Ex-Google chief rejects fake cancer claim, friends say

Weibo star Lee Kai-fu is indeed being treated in Taiwan, despite doubts raised by commentary

PUBLISHED : Saturday, 02 November, 2013, 3:37am
UPDATED : Saturday, 02 November, 2013, 3:42am

People close to prominent opinion leader and technology executive Lee Kai-fu have rebutted a Communist Party propaganda website commentary that suggested the former Google China chief was faking his cancer.

The accusations came last month through an op-ed in Dangjian magazine, which suggested Lee, now the chief executive of Innovation Works, a Beijing-based business incubator and venture capital fund, was not suffering from lymphoma. The article asked how a cancer patient could be frequently updating his microblog.

"The number of my Weibo postings has fallen by 80 per cent," a friend quoted Lee as saying. "And patients undergoing chemo can manage to get online. It's even possible for them to avoid spending a single night in hospital."

The person asked for anonymity because the conversation was meant to be private.

Major mainland news portals have since been ordered to carry the article by the Publicity Department, and the internet management office under the Beijing municipal government, according to several people with direct knowledge of the matter.

The authorities' effort to promote the op-ed came in the midst of an official campaign to exert more control over social media, including influential opinion leaders on the internet, known as "Big V" bloggers - a reference to their "verified" Sina Weibo accounts.

Lee's account has more than 51 million followers, making it one of the most popular on the mainland. The Dangjian op-ed compared him to Charles Xue Biqun - another prominent online commentator better known as Xue Manzi - who has been detained on suspicion of patronising prostitutes.

Lee, who left the mainland to seek treatment in Taiwan, has declined to comment, saying he does not want to become embroiled in the argument. But he has challenged the claims in private discussions with friends.

A medical document seen by the South China Morning Post shows that Lee, 51, received treatment for follicular lymphoma in a hospital in Taipei last month. A photograph seen by the Post appeared to show a pale Lee lying in a hospital bed.

Lee has written about his condition on Weibo: "A few [medical] indexes have not dropped but risen after chemo. Will need to follow doctor's advice more strictly and focus on treatment and rest. Can't help but have to cut down on time spent on social media. What a pity."

Wang Zhaohui , spokesman for Innovation Works, said Lee was still participating by phone in several company meetings each week when he was not in hospital.

A photograph distributed by Taiwan's Central News Agency showed Lee meeting with Taiwanese President Ma Ying-jeou on Wednesday.

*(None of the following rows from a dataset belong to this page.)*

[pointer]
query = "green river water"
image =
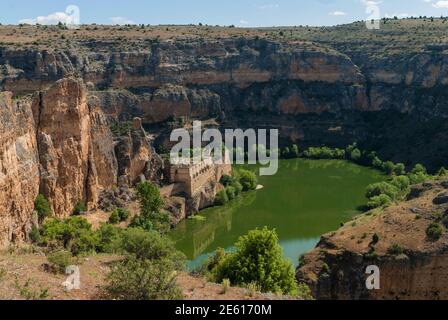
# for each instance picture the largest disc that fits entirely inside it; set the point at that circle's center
(304, 200)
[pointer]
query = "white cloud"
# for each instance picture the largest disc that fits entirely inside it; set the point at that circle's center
(338, 13)
(53, 18)
(400, 15)
(440, 5)
(369, 3)
(121, 20)
(268, 6)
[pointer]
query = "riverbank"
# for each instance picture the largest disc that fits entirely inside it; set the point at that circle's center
(304, 200)
(407, 241)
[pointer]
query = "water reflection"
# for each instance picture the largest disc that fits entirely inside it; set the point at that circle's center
(195, 236)
(304, 200)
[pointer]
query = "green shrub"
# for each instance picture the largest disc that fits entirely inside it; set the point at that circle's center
(403, 183)
(434, 231)
(375, 239)
(151, 214)
(80, 208)
(416, 178)
(60, 260)
(74, 234)
(238, 187)
(258, 259)
(304, 291)
(227, 180)
(399, 169)
(225, 286)
(248, 180)
(325, 268)
(123, 214)
(377, 163)
(388, 167)
(149, 198)
(109, 238)
(419, 169)
(148, 271)
(136, 279)
(42, 207)
(442, 172)
(377, 189)
(221, 198)
(152, 246)
(395, 250)
(294, 151)
(86, 242)
(355, 155)
(114, 217)
(34, 235)
(231, 193)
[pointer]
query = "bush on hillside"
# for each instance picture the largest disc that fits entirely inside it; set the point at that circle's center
(221, 198)
(258, 259)
(151, 214)
(380, 201)
(60, 260)
(377, 189)
(434, 231)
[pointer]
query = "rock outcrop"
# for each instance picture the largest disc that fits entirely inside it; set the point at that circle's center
(19, 169)
(412, 264)
(61, 146)
(304, 90)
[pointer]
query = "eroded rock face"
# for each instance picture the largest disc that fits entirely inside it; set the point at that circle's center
(19, 169)
(411, 265)
(63, 133)
(62, 147)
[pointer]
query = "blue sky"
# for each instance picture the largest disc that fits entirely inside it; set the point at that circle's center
(248, 13)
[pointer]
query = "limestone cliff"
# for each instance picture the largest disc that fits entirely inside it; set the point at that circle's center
(412, 265)
(305, 90)
(62, 147)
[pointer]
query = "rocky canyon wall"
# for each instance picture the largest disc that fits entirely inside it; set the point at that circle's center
(19, 169)
(61, 146)
(313, 94)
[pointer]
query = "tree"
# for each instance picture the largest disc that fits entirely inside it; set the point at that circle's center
(258, 259)
(221, 198)
(42, 207)
(148, 272)
(443, 172)
(377, 189)
(135, 279)
(149, 198)
(286, 152)
(399, 169)
(248, 180)
(151, 214)
(419, 169)
(294, 152)
(380, 201)
(388, 167)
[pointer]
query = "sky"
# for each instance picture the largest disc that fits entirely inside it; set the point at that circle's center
(241, 13)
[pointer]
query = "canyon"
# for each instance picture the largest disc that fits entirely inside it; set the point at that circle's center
(61, 91)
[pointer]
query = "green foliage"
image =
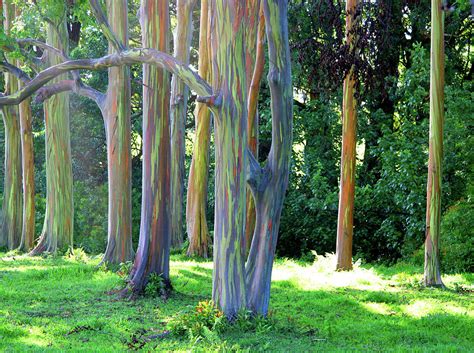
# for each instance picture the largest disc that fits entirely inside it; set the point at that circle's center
(202, 321)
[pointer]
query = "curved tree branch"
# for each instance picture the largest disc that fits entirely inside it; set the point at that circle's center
(129, 57)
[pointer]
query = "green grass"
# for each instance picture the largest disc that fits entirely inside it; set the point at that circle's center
(62, 304)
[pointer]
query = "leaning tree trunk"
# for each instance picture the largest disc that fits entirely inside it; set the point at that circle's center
(254, 77)
(12, 205)
(432, 275)
(269, 183)
(117, 110)
(345, 220)
(228, 28)
(28, 168)
(179, 103)
(155, 227)
(196, 222)
(59, 219)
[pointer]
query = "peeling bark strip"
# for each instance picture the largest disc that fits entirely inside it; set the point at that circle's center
(155, 227)
(11, 226)
(59, 219)
(228, 28)
(179, 104)
(432, 275)
(196, 204)
(345, 219)
(117, 108)
(270, 183)
(254, 76)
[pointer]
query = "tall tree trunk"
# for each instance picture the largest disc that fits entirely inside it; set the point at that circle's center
(228, 28)
(28, 168)
(179, 104)
(254, 77)
(432, 276)
(155, 227)
(345, 222)
(12, 205)
(118, 132)
(196, 222)
(269, 184)
(59, 219)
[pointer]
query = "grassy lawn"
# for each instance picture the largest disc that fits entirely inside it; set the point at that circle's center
(61, 304)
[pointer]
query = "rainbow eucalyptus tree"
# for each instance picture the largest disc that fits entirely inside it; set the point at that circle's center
(345, 220)
(155, 226)
(59, 217)
(255, 59)
(196, 222)
(179, 100)
(432, 276)
(11, 229)
(116, 110)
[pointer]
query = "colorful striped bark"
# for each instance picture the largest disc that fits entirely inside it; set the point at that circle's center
(196, 222)
(117, 110)
(12, 203)
(254, 77)
(345, 222)
(59, 219)
(28, 168)
(228, 28)
(179, 100)
(269, 184)
(432, 276)
(155, 227)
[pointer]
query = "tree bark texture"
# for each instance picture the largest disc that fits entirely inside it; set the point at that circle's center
(228, 28)
(12, 200)
(269, 183)
(179, 104)
(196, 205)
(432, 276)
(117, 110)
(59, 218)
(254, 77)
(345, 221)
(155, 227)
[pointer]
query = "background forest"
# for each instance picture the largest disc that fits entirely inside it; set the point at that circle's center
(392, 145)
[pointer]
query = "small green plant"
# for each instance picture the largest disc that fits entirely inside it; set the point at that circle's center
(203, 321)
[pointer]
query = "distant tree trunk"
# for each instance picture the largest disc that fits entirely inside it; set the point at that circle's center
(269, 183)
(345, 222)
(155, 227)
(179, 100)
(118, 131)
(228, 28)
(28, 168)
(59, 218)
(12, 205)
(432, 276)
(196, 222)
(254, 76)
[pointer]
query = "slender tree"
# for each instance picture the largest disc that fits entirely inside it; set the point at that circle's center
(345, 220)
(117, 108)
(432, 276)
(179, 100)
(269, 183)
(11, 229)
(59, 218)
(155, 227)
(196, 221)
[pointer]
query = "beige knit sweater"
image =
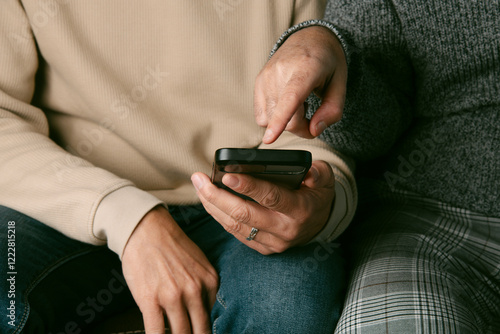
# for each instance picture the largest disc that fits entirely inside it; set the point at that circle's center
(108, 107)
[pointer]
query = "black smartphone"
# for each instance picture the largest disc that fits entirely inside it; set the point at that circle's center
(286, 168)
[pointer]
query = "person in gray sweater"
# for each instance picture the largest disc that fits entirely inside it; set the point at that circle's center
(421, 117)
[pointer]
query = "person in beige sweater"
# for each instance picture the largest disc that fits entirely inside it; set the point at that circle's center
(110, 113)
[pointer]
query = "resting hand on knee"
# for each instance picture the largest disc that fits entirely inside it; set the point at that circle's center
(168, 274)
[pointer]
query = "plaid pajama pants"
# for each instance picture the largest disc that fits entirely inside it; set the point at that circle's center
(420, 266)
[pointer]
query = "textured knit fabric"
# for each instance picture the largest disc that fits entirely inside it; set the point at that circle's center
(423, 96)
(421, 266)
(135, 98)
(422, 118)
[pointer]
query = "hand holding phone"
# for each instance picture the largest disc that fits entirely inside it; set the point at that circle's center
(286, 168)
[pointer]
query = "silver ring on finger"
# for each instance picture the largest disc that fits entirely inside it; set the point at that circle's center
(253, 233)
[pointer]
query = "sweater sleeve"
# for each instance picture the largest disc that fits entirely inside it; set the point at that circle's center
(346, 197)
(378, 106)
(39, 178)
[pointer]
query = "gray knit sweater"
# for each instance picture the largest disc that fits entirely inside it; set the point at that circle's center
(423, 102)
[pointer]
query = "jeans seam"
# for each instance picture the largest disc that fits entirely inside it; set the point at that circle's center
(38, 279)
(221, 301)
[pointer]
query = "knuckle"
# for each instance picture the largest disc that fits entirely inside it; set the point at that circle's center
(193, 288)
(273, 198)
(173, 296)
(232, 227)
(241, 214)
(280, 247)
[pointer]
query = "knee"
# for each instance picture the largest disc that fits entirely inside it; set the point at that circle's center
(283, 293)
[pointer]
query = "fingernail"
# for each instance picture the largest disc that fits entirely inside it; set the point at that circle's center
(315, 173)
(230, 180)
(268, 135)
(320, 127)
(198, 181)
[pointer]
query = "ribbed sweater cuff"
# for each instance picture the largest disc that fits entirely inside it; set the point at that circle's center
(119, 213)
(311, 23)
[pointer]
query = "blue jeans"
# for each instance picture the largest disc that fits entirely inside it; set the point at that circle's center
(53, 284)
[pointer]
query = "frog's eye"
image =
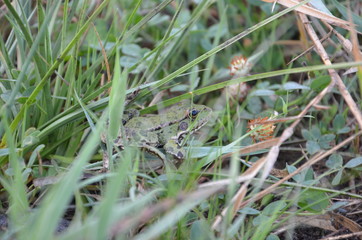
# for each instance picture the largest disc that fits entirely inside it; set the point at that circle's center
(193, 113)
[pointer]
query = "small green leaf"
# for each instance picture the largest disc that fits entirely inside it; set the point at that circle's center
(294, 86)
(316, 132)
(309, 198)
(339, 122)
(337, 179)
(344, 130)
(306, 134)
(312, 147)
(354, 162)
(272, 237)
(335, 161)
(274, 207)
(249, 211)
(325, 141)
(320, 83)
(199, 230)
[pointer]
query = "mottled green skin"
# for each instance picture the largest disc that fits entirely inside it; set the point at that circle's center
(165, 130)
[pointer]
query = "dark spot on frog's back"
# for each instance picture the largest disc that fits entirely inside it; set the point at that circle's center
(194, 113)
(183, 126)
(138, 124)
(180, 155)
(143, 133)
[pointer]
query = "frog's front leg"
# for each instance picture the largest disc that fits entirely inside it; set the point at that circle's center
(155, 151)
(173, 148)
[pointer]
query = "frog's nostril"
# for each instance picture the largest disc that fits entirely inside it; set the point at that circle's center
(194, 112)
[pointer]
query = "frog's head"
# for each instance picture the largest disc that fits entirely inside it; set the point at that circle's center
(196, 117)
(199, 116)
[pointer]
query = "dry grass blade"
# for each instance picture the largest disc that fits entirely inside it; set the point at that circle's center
(314, 12)
(334, 75)
(312, 161)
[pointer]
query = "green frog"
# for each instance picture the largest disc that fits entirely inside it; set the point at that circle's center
(167, 130)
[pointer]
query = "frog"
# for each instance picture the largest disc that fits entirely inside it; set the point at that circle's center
(167, 129)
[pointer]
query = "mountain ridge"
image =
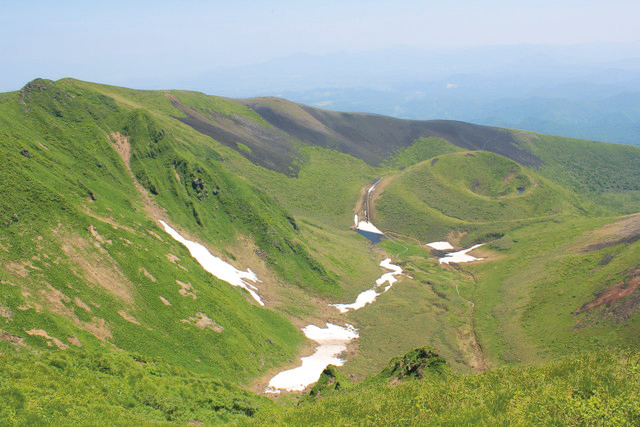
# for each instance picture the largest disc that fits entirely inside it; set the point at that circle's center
(96, 268)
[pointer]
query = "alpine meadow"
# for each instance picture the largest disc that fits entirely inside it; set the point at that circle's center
(173, 258)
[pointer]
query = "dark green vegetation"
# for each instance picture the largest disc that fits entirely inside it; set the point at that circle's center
(77, 387)
(590, 390)
(86, 269)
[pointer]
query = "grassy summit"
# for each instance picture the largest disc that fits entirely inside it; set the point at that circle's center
(87, 270)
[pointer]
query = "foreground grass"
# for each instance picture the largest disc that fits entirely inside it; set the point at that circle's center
(599, 389)
(91, 388)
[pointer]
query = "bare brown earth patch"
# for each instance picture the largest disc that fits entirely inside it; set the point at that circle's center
(98, 237)
(129, 318)
(56, 302)
(82, 305)
(97, 268)
(107, 220)
(187, 290)
(625, 230)
(151, 232)
(99, 328)
(470, 347)
(147, 274)
(75, 341)
(619, 299)
(123, 147)
(173, 258)
(5, 312)
(202, 321)
(17, 268)
(10, 338)
(50, 340)
(509, 177)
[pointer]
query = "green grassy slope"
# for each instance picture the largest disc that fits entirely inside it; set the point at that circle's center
(473, 192)
(88, 169)
(592, 390)
(78, 387)
(85, 264)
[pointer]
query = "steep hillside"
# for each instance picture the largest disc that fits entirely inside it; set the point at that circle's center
(471, 192)
(206, 231)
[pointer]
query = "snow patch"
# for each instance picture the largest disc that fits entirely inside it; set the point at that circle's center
(333, 340)
(440, 246)
(367, 226)
(370, 295)
(216, 266)
(460, 256)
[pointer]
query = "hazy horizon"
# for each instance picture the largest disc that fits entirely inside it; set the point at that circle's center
(164, 42)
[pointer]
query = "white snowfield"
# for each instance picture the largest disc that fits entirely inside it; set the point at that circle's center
(333, 340)
(460, 256)
(440, 246)
(370, 295)
(216, 266)
(367, 226)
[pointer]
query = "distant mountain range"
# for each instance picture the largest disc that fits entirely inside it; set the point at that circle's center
(584, 91)
(162, 253)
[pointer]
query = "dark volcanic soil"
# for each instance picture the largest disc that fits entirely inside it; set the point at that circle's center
(369, 137)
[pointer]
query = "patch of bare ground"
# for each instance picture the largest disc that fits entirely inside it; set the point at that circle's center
(509, 177)
(82, 305)
(107, 220)
(50, 340)
(625, 230)
(5, 312)
(173, 258)
(202, 321)
(123, 147)
(147, 274)
(75, 341)
(97, 268)
(187, 290)
(620, 301)
(56, 300)
(20, 269)
(470, 347)
(129, 318)
(151, 232)
(10, 338)
(98, 237)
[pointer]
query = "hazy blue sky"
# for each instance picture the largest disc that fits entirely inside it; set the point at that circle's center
(119, 41)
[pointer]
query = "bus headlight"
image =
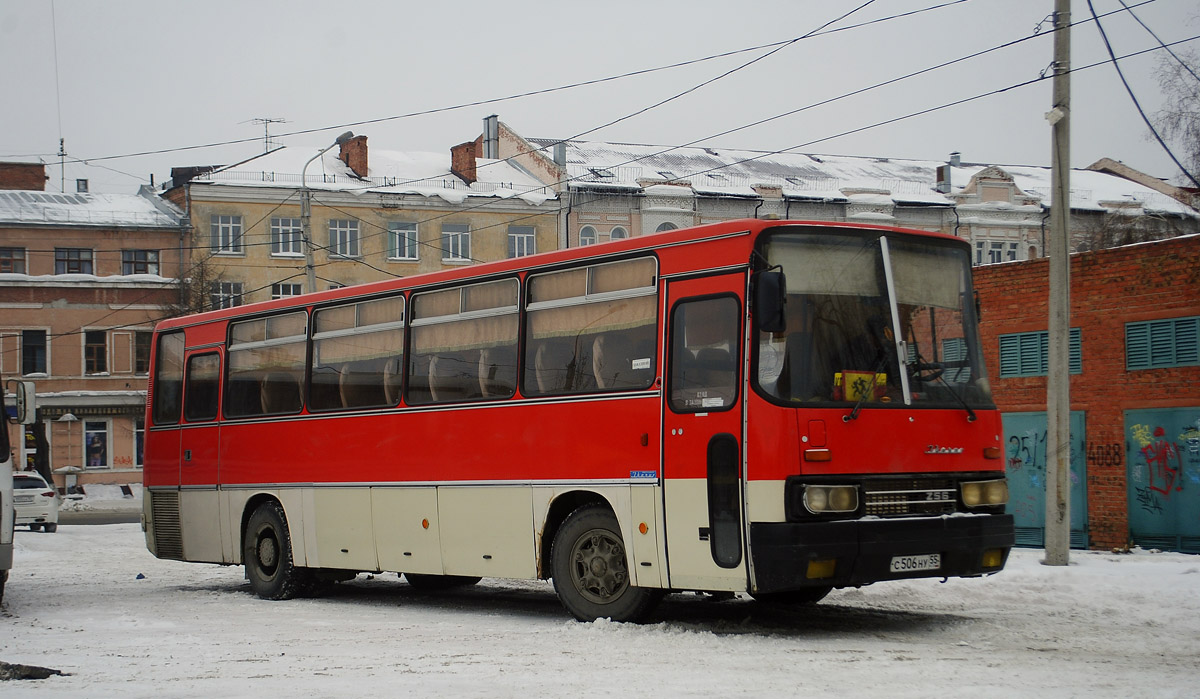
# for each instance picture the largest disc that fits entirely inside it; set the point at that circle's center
(826, 499)
(985, 493)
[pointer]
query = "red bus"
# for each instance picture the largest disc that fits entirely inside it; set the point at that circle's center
(774, 407)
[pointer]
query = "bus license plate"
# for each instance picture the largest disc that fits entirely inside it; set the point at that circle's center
(910, 563)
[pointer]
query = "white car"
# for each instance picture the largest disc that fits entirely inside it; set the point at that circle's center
(35, 502)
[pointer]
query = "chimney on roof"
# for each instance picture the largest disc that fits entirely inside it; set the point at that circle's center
(492, 137)
(354, 154)
(462, 160)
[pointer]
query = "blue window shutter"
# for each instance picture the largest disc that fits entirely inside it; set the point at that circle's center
(1075, 364)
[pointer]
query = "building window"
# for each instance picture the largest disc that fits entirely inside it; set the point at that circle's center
(1029, 353)
(521, 240)
(283, 291)
(343, 237)
(33, 352)
(139, 262)
(226, 234)
(994, 251)
(72, 261)
(142, 351)
(95, 435)
(139, 441)
(225, 294)
(12, 261)
(1167, 342)
(95, 352)
(455, 243)
(287, 237)
(402, 240)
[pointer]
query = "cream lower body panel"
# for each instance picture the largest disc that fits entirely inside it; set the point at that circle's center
(490, 531)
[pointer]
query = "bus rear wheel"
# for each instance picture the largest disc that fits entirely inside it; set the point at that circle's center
(267, 551)
(591, 569)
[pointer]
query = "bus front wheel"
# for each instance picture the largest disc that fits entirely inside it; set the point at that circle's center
(591, 569)
(267, 553)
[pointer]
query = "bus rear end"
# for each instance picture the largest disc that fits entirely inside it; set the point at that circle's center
(874, 446)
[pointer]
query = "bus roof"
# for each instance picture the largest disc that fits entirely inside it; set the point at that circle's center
(555, 257)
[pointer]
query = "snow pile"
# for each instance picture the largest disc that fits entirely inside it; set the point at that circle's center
(105, 496)
(91, 602)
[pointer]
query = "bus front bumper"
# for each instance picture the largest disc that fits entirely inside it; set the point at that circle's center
(849, 554)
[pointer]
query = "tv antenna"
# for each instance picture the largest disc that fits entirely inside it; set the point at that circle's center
(268, 144)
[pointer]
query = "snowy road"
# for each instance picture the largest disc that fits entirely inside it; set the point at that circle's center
(1108, 626)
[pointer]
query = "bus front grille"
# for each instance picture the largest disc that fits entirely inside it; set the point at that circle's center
(168, 538)
(910, 496)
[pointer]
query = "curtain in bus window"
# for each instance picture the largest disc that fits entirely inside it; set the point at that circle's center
(592, 329)
(358, 354)
(463, 344)
(267, 365)
(203, 382)
(167, 393)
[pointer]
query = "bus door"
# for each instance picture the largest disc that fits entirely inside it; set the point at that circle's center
(199, 447)
(702, 434)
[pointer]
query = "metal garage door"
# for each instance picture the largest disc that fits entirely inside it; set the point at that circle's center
(1163, 461)
(1025, 438)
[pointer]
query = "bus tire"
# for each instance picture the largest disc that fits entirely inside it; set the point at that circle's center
(267, 551)
(792, 597)
(591, 569)
(426, 581)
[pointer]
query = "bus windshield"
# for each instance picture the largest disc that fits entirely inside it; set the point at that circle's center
(873, 320)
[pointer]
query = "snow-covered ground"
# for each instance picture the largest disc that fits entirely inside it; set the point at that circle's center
(91, 602)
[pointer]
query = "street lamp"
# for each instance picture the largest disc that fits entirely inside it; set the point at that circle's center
(306, 211)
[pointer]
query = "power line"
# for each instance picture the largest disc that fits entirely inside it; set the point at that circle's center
(514, 96)
(1134, 97)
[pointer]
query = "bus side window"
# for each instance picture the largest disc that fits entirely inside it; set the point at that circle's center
(203, 382)
(168, 380)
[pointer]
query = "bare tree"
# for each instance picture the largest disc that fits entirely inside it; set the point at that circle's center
(1179, 120)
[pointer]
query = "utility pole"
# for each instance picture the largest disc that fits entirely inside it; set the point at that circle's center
(1057, 530)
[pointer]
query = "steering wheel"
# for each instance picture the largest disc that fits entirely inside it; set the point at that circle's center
(929, 370)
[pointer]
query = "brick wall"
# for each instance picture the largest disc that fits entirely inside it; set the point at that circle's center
(1108, 290)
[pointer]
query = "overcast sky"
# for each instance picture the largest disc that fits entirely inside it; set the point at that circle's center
(118, 78)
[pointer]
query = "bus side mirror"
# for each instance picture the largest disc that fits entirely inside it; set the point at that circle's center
(769, 296)
(27, 402)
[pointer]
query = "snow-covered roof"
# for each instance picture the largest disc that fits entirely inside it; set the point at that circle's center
(731, 172)
(390, 172)
(85, 209)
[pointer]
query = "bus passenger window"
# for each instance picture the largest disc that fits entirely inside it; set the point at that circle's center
(703, 375)
(167, 392)
(592, 328)
(203, 382)
(463, 344)
(267, 360)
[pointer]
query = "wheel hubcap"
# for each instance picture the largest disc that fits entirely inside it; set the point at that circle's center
(598, 567)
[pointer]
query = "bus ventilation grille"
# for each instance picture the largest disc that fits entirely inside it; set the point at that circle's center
(168, 538)
(909, 496)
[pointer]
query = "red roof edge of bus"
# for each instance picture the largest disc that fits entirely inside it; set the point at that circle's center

The Dangjian commentary, carried on October 8, is phrased to cast doubt on Lee's integrity and question his ties with the United States, where he studied, and Taiwan, where he was born. The article also accused Lee of going to Taiwan for treatment because he had friends there who would provide him with fake documentation of the disease.

More than 20 major news portals on the mainland have republished the commentary. Sources from at least three of them - NetEase, Tencent and Sohu - said that they were ordered by the authorities to do so. They also said the authorities ordered the news outlets to "follow the thread well" - to remove web comments supportive of Lee.

Of his critics, Lee told the Post in August: "I don't spend much time speculating about why people say bad things about me … For anyone with a reasonable ability to analyse, it should be obvious what I stand for."